キートンの隣同士のくまちゃんのレビュー・感想・評価

キートンの隣同士(1920年製作の映画)
4.0
塀で隔てられた恋人たち。
想いが強ければ強いほど親の反感を買い、騒動は大きくなる。
ロミオとジュリエットをモチーフに、キートン節を効かせた喜劇。

階段の手摺を頭から滑り落ちるシーンは63年後に「プロジェクトA」にてジャッキーが再現している。

バナナの皮で滑るなんて古典的だとは思っていたがこんな昔からあったとは。

3人肩車でアパートを往来するのは曲芸の域。さらに途中真ん中が抜け落ちるダルマ落とし的妙技を見せる。
しかも頂上にいるキートンはヴァージニアを抱いたままだ。
キートンの体幹と脚力どうなってんの?

ずっとボタンの掛け違いを見せられてるような上質のコント。
キートンの尋常ならざる運動能力が遺憾なく発揮され、空間を大きく使った渾身のアクションは今見ても尚色褪せない。

というか現代でこんな無茶する人はまずいない。トム・クルーズくらいか?🤔
ジャッキーも長年の無理が祟ってあまり身体が動かないようだし…

ヴァージニアの父を演じたジョー・ロバーツはキートン映画の常連であり、今作に於いても圧倒的な存在感を放っている。165cmのキートンに比べ、ジョーは191cm。同じ生き物とは思えない人外な雰囲気さえある。サイレントで声は聞けないが、吹き替えを当てるとしたら内海賢二あたりが似合いそうだ。

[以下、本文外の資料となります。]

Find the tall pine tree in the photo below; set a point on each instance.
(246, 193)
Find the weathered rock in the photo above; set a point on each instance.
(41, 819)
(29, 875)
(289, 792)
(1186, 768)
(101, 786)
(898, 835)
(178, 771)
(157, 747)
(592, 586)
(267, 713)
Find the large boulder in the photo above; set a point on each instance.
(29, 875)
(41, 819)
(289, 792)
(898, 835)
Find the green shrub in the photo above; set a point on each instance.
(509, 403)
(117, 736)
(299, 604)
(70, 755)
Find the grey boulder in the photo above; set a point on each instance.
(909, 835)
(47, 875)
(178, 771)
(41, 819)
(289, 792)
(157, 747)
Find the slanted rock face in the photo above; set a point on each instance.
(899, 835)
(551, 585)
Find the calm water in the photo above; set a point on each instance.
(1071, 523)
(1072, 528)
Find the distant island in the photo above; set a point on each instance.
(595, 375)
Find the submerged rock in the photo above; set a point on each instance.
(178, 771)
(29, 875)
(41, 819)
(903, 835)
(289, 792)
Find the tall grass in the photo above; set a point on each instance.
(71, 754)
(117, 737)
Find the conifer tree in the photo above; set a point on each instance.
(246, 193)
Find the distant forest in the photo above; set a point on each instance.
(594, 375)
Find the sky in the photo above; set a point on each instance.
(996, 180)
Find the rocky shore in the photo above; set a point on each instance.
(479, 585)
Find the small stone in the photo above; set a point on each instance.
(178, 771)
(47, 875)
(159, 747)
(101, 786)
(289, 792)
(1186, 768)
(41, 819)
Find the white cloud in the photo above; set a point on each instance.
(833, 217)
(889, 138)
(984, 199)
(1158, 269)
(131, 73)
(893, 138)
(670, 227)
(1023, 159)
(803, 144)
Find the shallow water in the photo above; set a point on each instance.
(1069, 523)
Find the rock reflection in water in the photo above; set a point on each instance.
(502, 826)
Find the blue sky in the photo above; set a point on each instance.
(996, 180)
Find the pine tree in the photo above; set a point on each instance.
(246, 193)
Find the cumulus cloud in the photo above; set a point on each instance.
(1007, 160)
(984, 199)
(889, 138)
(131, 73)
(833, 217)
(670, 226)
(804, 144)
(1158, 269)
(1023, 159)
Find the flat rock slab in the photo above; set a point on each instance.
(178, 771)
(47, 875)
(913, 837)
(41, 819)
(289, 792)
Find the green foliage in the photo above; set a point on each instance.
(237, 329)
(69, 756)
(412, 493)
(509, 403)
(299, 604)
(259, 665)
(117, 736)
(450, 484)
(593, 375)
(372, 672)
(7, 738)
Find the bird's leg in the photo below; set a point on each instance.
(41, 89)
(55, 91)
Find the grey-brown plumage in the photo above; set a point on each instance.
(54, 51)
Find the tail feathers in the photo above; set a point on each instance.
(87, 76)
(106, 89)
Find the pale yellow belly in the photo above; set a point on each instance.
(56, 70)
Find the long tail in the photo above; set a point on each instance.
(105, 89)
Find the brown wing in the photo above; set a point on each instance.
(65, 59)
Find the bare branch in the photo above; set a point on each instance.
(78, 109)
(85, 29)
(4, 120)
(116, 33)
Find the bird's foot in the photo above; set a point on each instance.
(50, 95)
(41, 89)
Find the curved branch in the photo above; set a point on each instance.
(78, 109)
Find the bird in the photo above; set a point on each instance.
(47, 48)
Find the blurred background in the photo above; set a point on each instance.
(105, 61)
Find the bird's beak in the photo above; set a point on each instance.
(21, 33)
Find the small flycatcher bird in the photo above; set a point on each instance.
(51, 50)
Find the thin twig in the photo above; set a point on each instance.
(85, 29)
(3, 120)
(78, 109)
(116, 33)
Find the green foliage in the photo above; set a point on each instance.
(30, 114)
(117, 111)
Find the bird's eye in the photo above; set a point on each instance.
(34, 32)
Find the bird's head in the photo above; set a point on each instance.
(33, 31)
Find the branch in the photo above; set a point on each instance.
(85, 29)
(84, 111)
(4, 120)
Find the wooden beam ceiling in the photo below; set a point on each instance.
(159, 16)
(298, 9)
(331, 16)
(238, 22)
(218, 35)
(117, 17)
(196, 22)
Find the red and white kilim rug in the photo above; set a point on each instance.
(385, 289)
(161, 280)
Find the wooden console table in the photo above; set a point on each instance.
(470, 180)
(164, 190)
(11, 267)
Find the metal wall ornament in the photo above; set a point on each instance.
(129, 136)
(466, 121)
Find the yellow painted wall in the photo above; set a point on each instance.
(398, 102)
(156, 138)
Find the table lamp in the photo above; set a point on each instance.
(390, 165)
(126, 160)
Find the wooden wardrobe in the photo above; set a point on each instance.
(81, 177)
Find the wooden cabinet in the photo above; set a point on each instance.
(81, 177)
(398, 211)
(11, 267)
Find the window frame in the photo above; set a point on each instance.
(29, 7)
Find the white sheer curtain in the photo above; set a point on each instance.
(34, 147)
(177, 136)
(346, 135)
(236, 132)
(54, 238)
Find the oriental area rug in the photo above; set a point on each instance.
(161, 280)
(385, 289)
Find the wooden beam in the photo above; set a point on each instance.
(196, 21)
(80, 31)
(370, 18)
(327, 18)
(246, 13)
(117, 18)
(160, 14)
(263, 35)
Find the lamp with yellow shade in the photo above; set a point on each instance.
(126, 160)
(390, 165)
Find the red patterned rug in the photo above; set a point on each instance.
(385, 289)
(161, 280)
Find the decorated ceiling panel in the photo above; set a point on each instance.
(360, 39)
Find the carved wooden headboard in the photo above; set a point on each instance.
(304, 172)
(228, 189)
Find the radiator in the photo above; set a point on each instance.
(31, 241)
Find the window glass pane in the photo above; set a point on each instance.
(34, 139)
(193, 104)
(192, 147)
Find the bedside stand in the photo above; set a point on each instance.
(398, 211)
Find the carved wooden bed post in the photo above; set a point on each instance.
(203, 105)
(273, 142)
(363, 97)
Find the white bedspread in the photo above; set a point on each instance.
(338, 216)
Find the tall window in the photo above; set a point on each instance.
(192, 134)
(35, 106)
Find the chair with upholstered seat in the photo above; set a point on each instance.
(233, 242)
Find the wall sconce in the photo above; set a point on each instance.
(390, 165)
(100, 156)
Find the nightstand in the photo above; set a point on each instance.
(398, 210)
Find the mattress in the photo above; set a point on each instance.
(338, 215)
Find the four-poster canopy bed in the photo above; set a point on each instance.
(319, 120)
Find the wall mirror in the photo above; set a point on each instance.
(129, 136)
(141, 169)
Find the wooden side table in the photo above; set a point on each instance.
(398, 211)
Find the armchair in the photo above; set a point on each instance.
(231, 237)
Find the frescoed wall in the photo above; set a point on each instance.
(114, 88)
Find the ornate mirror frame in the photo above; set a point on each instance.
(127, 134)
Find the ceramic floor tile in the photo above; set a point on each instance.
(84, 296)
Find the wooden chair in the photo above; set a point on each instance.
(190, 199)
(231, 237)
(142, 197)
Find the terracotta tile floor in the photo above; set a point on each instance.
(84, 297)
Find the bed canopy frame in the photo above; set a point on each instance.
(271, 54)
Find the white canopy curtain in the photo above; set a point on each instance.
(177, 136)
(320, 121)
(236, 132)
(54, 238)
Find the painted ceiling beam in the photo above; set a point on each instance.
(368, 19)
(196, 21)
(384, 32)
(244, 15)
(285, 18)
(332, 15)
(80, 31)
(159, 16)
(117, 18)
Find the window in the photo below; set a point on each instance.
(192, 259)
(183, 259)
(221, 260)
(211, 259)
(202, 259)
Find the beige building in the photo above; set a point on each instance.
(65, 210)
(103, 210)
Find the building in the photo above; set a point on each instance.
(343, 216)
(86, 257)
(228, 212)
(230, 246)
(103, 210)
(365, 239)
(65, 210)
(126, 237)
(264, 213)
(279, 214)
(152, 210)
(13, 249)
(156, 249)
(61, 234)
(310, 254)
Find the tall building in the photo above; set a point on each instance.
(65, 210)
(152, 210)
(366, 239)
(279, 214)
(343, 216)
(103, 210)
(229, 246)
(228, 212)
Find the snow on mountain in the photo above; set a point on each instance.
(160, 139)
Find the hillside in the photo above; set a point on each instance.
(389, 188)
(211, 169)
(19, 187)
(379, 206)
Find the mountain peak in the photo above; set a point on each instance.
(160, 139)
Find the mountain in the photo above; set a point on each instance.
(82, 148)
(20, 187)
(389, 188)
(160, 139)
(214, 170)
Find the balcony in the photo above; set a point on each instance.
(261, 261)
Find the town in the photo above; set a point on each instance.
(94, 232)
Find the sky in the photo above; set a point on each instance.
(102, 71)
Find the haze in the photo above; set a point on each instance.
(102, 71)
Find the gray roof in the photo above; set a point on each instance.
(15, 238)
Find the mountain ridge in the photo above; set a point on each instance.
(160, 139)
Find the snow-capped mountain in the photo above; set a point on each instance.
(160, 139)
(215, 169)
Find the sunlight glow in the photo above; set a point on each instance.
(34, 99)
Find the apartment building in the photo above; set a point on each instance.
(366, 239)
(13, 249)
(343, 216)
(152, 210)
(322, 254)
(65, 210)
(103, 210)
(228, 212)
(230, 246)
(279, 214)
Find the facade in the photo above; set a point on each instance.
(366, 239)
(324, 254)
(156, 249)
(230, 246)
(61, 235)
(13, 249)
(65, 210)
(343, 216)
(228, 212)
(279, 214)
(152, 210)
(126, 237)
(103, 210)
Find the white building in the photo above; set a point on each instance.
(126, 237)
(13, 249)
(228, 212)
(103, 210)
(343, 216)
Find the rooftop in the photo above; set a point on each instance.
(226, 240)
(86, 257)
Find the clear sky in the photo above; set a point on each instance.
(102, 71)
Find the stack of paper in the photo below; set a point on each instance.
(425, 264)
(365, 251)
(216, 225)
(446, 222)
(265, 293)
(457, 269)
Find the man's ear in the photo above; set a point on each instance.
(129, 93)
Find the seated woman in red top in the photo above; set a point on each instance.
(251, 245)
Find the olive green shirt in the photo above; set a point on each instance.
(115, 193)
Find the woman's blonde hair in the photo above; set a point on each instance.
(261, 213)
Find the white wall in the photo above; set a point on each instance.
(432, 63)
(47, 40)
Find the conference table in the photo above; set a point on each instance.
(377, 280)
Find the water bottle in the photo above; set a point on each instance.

ちなみにキートンの父を演じたのは、キートンの実父、ジョー・キートン。

泥だらけのキートンと、黒人が間違われる場面は差別的にも見え、批判の集中砲火を浴びそうだが、それもまた時代だろう。
時代に関わらず人種差別など論外だが、多かれ少なかれ人の欠点や特徴を面白がる事がお笑いの根底にあり、一番単純な芸と言える。
差別なのか、いじめなのか、迫害なのか、ルッキズムなのか、
それは当事者しか知り得ない、他人が判断できることではない。ホロコーストのようにわかりやすければ話は別だが、見た目を茶化す、だから差別というのはいささか思慮に欠けると言わざるをえない。
黒人のものまねをしたお笑い芸人が炎上してしまう現代よりむしろ自由と呼べるのかもしれない。